Bug #40915 Events takes mutex in wrong order which can easily lead to deadlocks
Submitted: 21 Nov 2008 6:58 Modified: 21 Jul 2010 8:32
Reporter: Michael Widenius Email Updates:
Status: Can't repeat Impact on me:
None 
Category:MySQL Server: General Severity:S1 (Critical)
Version:5.1 OS:Any
Assigned to: Dmitry Shulga CPU Architecture:Any

[21 Nov 2008 6:58] Michael Widenius
Description:
When running mysql-5.1 with the new wrong mutex usage detector, several critical wrong use of mutex was found in the event code. Any of these can lead to a deadlock when using events in combination with show status, create database etc.

Some examples of mutex that are taken in wrong order:

LOCK_event_metadata and LOCK_schduler_state
LOCK_event_metadata and LOCK_open
LOCK_scheduler_state and LOCK_global_system_variables
LOCK_event_queue and LOCK_scheduler_state
LOCK_event_queue and LOCK_open

How to repeat:
pull mysql-maria tree with deadlock detector

Remove MYF_NO_DEADLOCK_DETECTION flag from event mutex

Run test suite. At least:

mysql-test-run main.events_bugs main.events_trans should show some of the problems

Suggested fix:
Fix event code to ensure that mutex are always locked in the same order
[24 Nov 2008 13:49] Konstantin Osipov
Hi Monty, what is wrong in this order? There does not seem to be any inter-dependences?
[24 Nov 2008 15:26] Konstantin Osipov
locking diagram

Attachment: locking.jpg (image/jpeg, text), 17.19 KiB.
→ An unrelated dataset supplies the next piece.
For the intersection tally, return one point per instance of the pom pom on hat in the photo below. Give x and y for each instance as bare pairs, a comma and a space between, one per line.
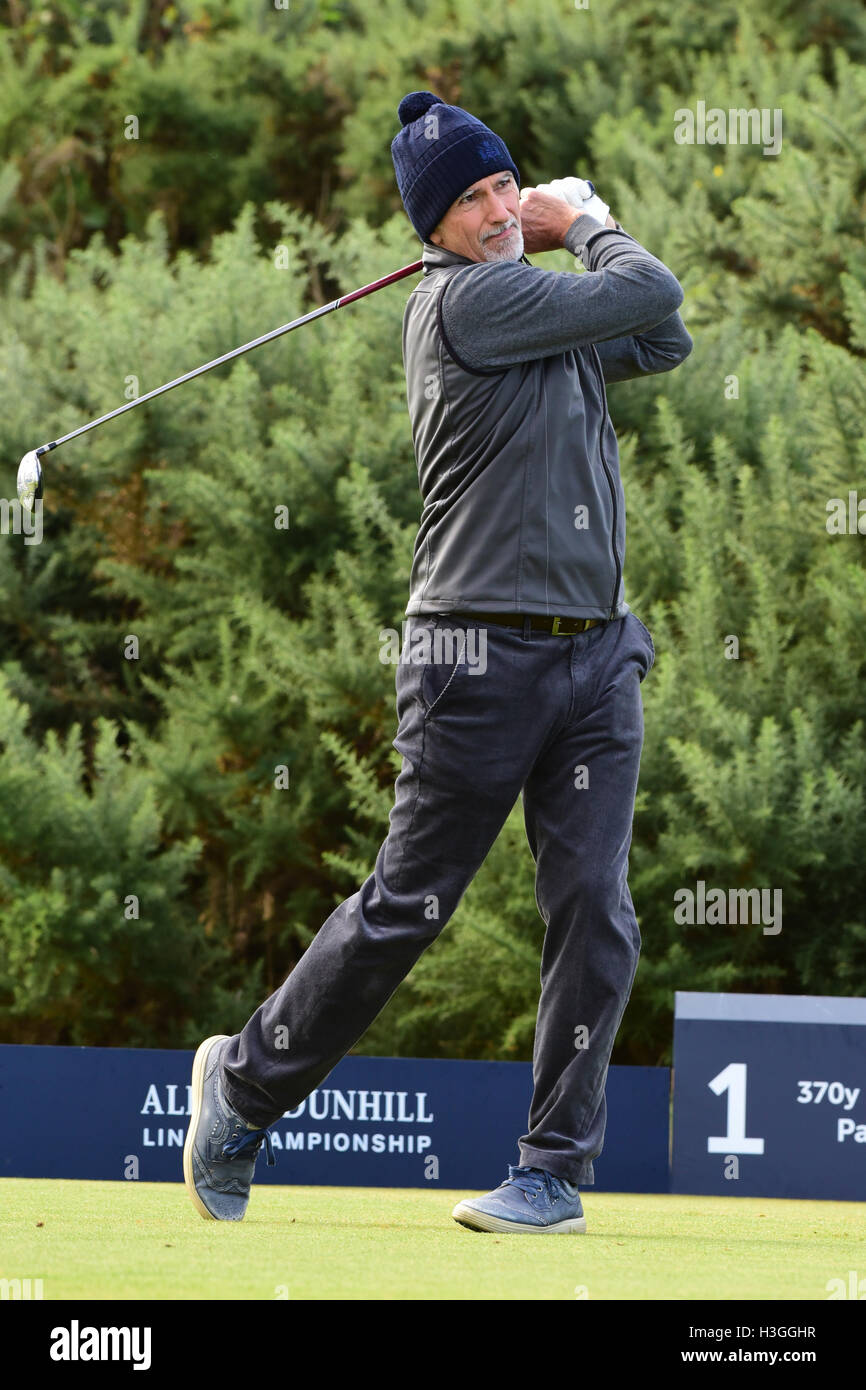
416, 104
[24 Nov 2008 15:26] Konstantin Osipov
Monty, the attached diagram has no cycles.
[25 Nov 2008 15:10] Michael Widenius
event_scheduler are taking mutex in different order 
For example, in one case it's doing:
mutex_lock(LOCK_event_metadata) ; mutex_lock(LOCK_schduler_state);
In other cases:
mutex_lock(LOCK_schduler_state); mutex_lock(LOCK_event_metadata);
which leads to deadlock senarios
[20 Jan 2010 19:03] Sven Sandberg
See also BUG#50483
[22 Feb 2010 17:34] Philip Stoev
See bug #51160
[22 Feb 2010 17:35] Philip Stoev
See also bug #51391
[4 Mar 2010 10:10] Philip Stoev
IRC log with davi:

Conversation with davi at 22/02/2010 19:31:48 on pstoev@10.100.1.29 (irc)
(19:31:48) davi: hi philip, around?
(19:31:52) pstoev: hello yes
(19:32:36) davi: i see that you are reporting quite a few deadlocks involving event scheduler statements
(19:33:22) pstoev: I recently reported one about SET GLOBAL EVENT SCHEDULER OFF | ON. I do not recall any others recently.
(19:33:22) davi: for each of those, it would be nice if you could post a "ping" on Bug#40915 so we can track them.
(19:33:54) pstoev: ok will do so
(19:34:05) davi: i think i also saw 51391
(19:34:31) davi: its just so i can track the thing and later post about the difficult on fixing those..
(19:34:59) davi: it will be hard to fix :/.. there is a wrong lock order involving 4 or more mutexes in some cases
(19:35:45) pstoev: oh
(19:35:55) pstoev: ok I linked all those bugs together
(19:36:06) davi: like: LOCK_event_metadata, LOCK_scheduler_state, LOCK_event_global_system variables.. so any concurrent workload that stresses those (LIKE, SET GLOBAL EVENT SCHEDULER ON/OFF) could easily trigger a deadlock
(19:36:12) davi: ok, thanks!
(19:36:51) pstoev: uh, not good
(19:37:14) pstoev: I am sorry to hear that there is no easy solution -- I thought that swapping some internal event schedulers would be enough
(19:37:26) pstoev: but I guess 4 separate bugs would mean that eventually this will be fixed
(19:41:31) davi: thanks. it's not easy because the wrong orders are established in the sysvars code and the THD creating code, which are already quite hairy. i just hope concurrent event scheduler maintenance statements aren't very common :)
(19:41:58) pstoev: it is a DoS vector, except that it requires SUPER
[25 Mar 2010 16:25] John Embretsen
See also Bug#52367.
[21 Jul 2010 8:32] Dmitry Shulga
The bug can not be reproduced in 5.5, most likely due to changes done in scope of the fix for Bug#51160. Manual checking and asserts in 5.1 suggest that the problem is more likely in the deadlock detector code, rather than in the implementation of Events.